Books By C. LItka

Books By C. LItka

Saturday, December 9, 2023

The Saturday Morning Post (No. 25)


This week I came across a series of books while waking through the stacks of the local library, and picked up two of them, An Irish Country Village, and An Irish Country Courtship by Patrick Taylor.

My reviewer criteria.
I like light, entertaining novels. I like smaller scale stories rather than epics. I like character focused novels featuring pleasant characters, with a minimum number of unpleasant ones. I greatly value clever and witty writing. I like first person, or close third person narratives. I dislike a lot of "head jumping" between POVs and flashbacks. I want a story, not a puzzle. While I am not opposed to violence, I dislike gore for the sake of gore. I find long and elaborate fight, action, and battle sequences tedious. Plot holes and things that happen for the convenience of the author annoy me. And I fear I'm a born critic in that I don't mind pointing out what I don't like in a story. However, I lay no claim to be the final arbitrator of style and taste, you need to decide for yourself what you like or dislike in a book.

Your opinions are always welcome. Comment below.


An Irish Country Village by Patrick Taylor  DNF 10%

This is apparently a series of 17 books, many of them set in the small fictional village of Ballybuckledo in Northern Ireland. The series is set in the late 1960's and concerns a new doctor taking up practice in the village with an older doctor. A patient of the new doctor has died and he must regain the regard of the village. If you imagine All Creatures Great and Small, with doctors instead of vets, set in the 60's instead of the 30's, and in Ireland instead of the North of England, you will know the story format. While I enjoyed All Creatures Great and Small (the old TV show more than the books) this story didn't work for me for several reasons.

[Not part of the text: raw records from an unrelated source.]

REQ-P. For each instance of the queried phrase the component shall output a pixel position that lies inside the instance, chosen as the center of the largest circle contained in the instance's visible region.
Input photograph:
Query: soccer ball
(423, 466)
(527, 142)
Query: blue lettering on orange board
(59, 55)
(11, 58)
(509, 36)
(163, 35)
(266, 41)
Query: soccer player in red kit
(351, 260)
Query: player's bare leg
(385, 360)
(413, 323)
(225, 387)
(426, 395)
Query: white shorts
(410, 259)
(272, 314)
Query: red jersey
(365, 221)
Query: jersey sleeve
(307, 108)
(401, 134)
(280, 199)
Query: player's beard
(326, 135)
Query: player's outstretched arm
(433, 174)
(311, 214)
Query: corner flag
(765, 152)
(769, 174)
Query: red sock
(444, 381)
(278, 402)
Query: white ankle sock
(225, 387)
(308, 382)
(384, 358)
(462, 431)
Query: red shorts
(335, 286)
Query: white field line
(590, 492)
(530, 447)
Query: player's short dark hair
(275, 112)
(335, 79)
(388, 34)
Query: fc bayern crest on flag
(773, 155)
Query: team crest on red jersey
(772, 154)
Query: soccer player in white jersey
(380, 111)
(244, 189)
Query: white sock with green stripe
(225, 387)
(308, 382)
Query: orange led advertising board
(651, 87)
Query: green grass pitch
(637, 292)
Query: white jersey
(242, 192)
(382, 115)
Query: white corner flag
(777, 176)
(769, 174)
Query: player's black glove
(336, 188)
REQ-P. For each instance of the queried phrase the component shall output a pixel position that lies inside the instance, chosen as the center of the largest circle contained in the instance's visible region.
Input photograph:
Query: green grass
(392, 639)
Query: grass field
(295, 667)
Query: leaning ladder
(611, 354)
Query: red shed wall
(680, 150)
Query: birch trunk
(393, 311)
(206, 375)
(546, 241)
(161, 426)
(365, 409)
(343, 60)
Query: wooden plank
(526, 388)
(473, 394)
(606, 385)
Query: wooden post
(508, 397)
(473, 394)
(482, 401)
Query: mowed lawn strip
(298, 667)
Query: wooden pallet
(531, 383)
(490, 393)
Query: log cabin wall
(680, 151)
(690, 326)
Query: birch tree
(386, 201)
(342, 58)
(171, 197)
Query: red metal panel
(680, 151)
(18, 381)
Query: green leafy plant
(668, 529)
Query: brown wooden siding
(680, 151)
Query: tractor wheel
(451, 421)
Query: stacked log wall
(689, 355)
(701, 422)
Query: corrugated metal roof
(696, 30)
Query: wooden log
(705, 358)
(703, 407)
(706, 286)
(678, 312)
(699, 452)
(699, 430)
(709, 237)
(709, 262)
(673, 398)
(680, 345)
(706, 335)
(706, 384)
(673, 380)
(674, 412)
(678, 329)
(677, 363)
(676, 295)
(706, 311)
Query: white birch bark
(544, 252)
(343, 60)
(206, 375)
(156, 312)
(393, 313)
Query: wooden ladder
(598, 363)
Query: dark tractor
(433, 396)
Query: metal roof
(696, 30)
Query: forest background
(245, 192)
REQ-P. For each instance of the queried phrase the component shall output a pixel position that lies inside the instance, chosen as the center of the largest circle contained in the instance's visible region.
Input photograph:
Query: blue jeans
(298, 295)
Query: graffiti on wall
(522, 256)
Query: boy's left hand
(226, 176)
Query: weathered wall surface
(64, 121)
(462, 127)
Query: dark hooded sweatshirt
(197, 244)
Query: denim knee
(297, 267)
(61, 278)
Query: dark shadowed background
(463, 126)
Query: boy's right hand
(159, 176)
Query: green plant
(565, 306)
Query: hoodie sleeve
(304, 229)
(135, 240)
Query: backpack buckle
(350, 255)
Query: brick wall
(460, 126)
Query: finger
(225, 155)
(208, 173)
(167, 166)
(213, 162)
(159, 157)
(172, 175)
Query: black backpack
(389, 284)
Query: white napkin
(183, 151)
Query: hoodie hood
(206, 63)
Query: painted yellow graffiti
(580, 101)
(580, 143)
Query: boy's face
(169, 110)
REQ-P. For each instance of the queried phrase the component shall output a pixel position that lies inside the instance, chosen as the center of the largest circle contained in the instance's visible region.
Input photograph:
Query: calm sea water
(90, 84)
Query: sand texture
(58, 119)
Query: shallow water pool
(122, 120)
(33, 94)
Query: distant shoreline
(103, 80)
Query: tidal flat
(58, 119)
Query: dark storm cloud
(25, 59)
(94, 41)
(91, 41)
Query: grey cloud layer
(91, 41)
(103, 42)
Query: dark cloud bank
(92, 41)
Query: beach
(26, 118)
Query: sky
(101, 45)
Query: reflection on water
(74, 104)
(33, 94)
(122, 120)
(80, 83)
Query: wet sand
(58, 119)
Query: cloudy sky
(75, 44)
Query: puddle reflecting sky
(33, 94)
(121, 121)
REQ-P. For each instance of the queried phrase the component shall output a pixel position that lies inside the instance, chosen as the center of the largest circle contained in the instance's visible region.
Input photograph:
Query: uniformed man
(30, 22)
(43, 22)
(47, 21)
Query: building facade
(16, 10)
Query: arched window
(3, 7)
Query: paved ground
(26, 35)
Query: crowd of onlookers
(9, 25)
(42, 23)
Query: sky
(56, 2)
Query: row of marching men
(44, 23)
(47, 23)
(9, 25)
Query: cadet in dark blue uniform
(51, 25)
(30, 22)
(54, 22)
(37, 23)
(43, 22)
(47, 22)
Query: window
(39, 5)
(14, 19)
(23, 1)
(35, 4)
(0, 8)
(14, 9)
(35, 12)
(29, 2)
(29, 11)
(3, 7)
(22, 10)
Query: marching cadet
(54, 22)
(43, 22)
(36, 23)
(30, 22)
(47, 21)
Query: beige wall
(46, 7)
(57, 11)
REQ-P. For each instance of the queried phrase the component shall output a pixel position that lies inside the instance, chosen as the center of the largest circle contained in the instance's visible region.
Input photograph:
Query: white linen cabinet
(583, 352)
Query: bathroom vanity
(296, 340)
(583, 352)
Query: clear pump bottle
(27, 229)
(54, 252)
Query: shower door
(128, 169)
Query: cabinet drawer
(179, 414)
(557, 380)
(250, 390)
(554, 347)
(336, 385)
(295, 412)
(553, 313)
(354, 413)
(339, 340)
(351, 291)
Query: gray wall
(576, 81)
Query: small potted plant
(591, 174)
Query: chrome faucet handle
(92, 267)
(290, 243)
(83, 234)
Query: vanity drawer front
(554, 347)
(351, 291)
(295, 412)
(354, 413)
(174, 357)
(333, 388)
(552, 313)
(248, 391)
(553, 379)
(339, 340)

The first element was the writing. I can't quite put my finger on it, but it simply didn't click with me. It seemed rather simple, YA-ish almost, not very cohesive, and rather repetitive. And yet, there was this frequent abruptness in the scenes that I often left me briefly lost. The writing just didn't flow. I found that I had to work to read it. Still the spine of the library book did have a sticker with a butterfly on it, that said "Gentle Read" for what that's worth.

Next, the characters seemed unrealistic, again for a reason I couldn't put my finger on. Perhaps because of the writing, and perhaps because this was the second book in the series and I had missed too much. The first book wasn't on the shelf, so there may be an assumption on the part of the author that the reader would know the characters better than I did, starting from where I did. The third thing; it read too much like an All Creatures Great and Small knock off. You have the somewhat outrageous, but wise older doctor and the young, somewhat insecure, new doctor, just trying to work his way into the practice and the local inhabitants. The older doctor struck me too much like Siegfried, at least in the original TV series version of that character. Why settle for a knock off?

And the fourth thing was that the author, a doctor himself, spent too much time describing every little medical treatments, step by step, something that just doesn't interest me at all.

When I have to force myself to read a book, I know that the book isn't for me. And I simply found myself putting it down with no desire to continue reading it at around the 50 page mark of a 500 page book. Lord knows how he strung the story out that long. I won't know.